2022 - present: Round 4
A new round was announced in July 2022. Through this extended round process, BTQ’s Preon was announced as a finalist. It’s expected that more algorithms in this round will be added to selected algorithms, and eventually standardization.
Expected 2024: Standardization
NIST’s recommendations for the Post-Quantum Cryptography Standard will likely be released in 2024.
Likely, NIST will opt to standardize multiple algorithms in the PQC process to ensure a broader security net, due to the uncertain landscape of emerging quantum technology and threats.
The SIKE cryptographic algorithm, a fourth-round candidate for the PQC standard, was cracked using a single-core Xeon processor by Belgian researchers. While none of the algorithms currently selected for standardization have faced this fate, this situation showed the need for multiple layers of security and backup options.
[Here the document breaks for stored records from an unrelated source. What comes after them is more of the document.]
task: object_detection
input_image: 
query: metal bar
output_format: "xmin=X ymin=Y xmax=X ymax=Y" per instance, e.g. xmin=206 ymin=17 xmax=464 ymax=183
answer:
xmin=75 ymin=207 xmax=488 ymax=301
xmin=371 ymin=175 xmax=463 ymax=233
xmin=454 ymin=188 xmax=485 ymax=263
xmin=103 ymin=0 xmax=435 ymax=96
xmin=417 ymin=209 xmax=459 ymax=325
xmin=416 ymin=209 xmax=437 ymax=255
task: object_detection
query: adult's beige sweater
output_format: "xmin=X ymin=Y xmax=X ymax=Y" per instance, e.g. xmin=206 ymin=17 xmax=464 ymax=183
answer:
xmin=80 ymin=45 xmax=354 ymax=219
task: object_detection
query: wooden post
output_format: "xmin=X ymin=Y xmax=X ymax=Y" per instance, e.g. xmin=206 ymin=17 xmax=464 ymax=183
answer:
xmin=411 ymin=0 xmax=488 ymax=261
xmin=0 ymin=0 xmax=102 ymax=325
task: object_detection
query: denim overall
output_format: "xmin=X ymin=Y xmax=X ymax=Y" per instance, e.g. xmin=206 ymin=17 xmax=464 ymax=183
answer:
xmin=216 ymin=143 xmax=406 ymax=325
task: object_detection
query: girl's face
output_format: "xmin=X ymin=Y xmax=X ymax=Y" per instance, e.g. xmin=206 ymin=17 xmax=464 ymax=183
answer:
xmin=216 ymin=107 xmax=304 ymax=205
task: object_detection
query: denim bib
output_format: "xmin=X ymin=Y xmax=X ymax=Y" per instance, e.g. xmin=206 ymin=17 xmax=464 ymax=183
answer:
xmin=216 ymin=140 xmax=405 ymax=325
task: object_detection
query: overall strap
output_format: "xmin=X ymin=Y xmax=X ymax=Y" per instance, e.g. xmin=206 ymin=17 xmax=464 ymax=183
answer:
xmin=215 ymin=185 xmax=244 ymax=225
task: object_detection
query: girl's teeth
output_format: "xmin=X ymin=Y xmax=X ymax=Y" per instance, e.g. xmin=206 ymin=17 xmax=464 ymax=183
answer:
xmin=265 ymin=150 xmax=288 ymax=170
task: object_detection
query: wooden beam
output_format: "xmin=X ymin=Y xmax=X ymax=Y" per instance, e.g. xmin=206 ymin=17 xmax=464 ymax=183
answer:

In this context, the concept of crypto-agility becomes important for industries. Crypto-agility is the ability of a system to easily switch between different cryptographic algorithms without requiring massive overhauls. If one algorithm is compromised, systems designed with crypto-agility can swiftly switch to another standardized algorithm and maintain their security.
This becomes particularly significant in a landscape where multiple algorithms have been vetted and standardized by NIST, offering a range of options to adapt to. Thus, NIST’s approach of selecting multiple algorithms serves as both a risk mitigation strategy and a catalyst for encouraging crypto-agility within the industry.
BTQ Technologies Corp.'s Preon has been selected for consideration in the fourth round of the NIST PQC standardization process. Developed in collaboration with Hon Hai Research Institute, the research arm of Foxconn, Preon is designed to be a robust and efficient post-quantum signature scheme. It’s compact, with a key size that requires only tens of bytes, has rapid key generation processes supported by one or two AES encryptions, and minimal assumptions, by only requiring a collision-resistant hash function for its security model, which, so far, has stood up to quantum attacks.
The details on Preon are published online at preon.btq.com and, alongside all the algorithms, will continue to be scrutinized through the NIST PQC Standardization process.
Once NIST selects an algorithm for standardization, the next steps for use are open:
One of the expectations is a phased transition from classical to post-quantum algorithms. This won't be an overnight shift but a gradual process where systems initially deploy hybrid models (combining classical and quantum-safe algorithms) to ensure backward compatibility and phased migration.
Even after the PQC standards are finalized, the cryptographic community will continually assess them. The dynamic nature of technological advancements means that today's secure algorithm could be vulnerable tomorrow. Not only do new algorithms need to be found, but the industry needs to start thinking about how to upgrade their systems, when, and what the action plan will be if these algorithms become vulnerable to classical or quantum computers.